Company founder Danny O’Neill watched nervously while 10,200 pounds of aircraft dangled above renovation work.

As it appeared above the roofline, he said, “Look at that – how cool is that.”

As it swung over a building, he yelled, “Now if they don’t clip one of the air conditioners we put up there; tell them not to hit a solar panel.”

 But the plane, a company symbol of travel, adventure and air-roasted coffee beans, is now on its steel perch.  It will be part of the enlarged production operation together with the company’s third area coffee shop when they open this fall.

The product is also sold at Midtown grocery stores and O’Neill said he does not know if increased production will lead to more coffee shops as well.

Bob Dodson, founder the Dodson Aviation Company in Ottawa, Kansas, said he got five of the planes from Florida about a year ago, including the DC-3 that now tops the coffee production facility.

O’Neill “came down just to buy instruments and so forth and it led to this,” he said.

O’Neill said it was a lifelong dream to buy a plane but he told Dobson he could not afford it.

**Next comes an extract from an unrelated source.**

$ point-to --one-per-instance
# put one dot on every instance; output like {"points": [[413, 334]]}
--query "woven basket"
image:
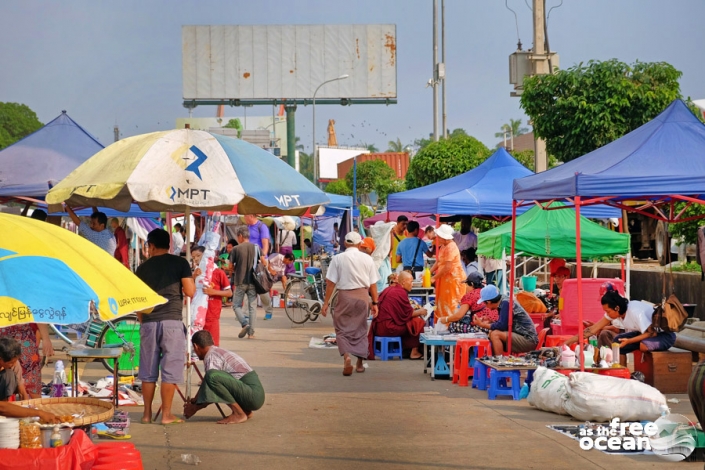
{"points": [[93, 409]]}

“He said he could make it happen,” O’Neill said, “and by God, he did.”

Among those at the ceremony were several old warriors who flew DC-3s or crewed on them during World War II.

Leonard Rose, 89, of Overland Park, said he was 19 when he was on a DC-3 crew that flew over the Himalayan mountains to carry supplies to the Chinese Army.

An engine went out of his plane when they were carrying a load of gasoline but the plane held together and they landed safely on a rough runway, he said.

“By golly we made it, no parachutes, no nothing, but we made it,” he said, and he and many like him are still attached to the hearty DC-3s.

Many of them still fly all over the world, O’Neill said, and some in remote countries even haul coffee beans.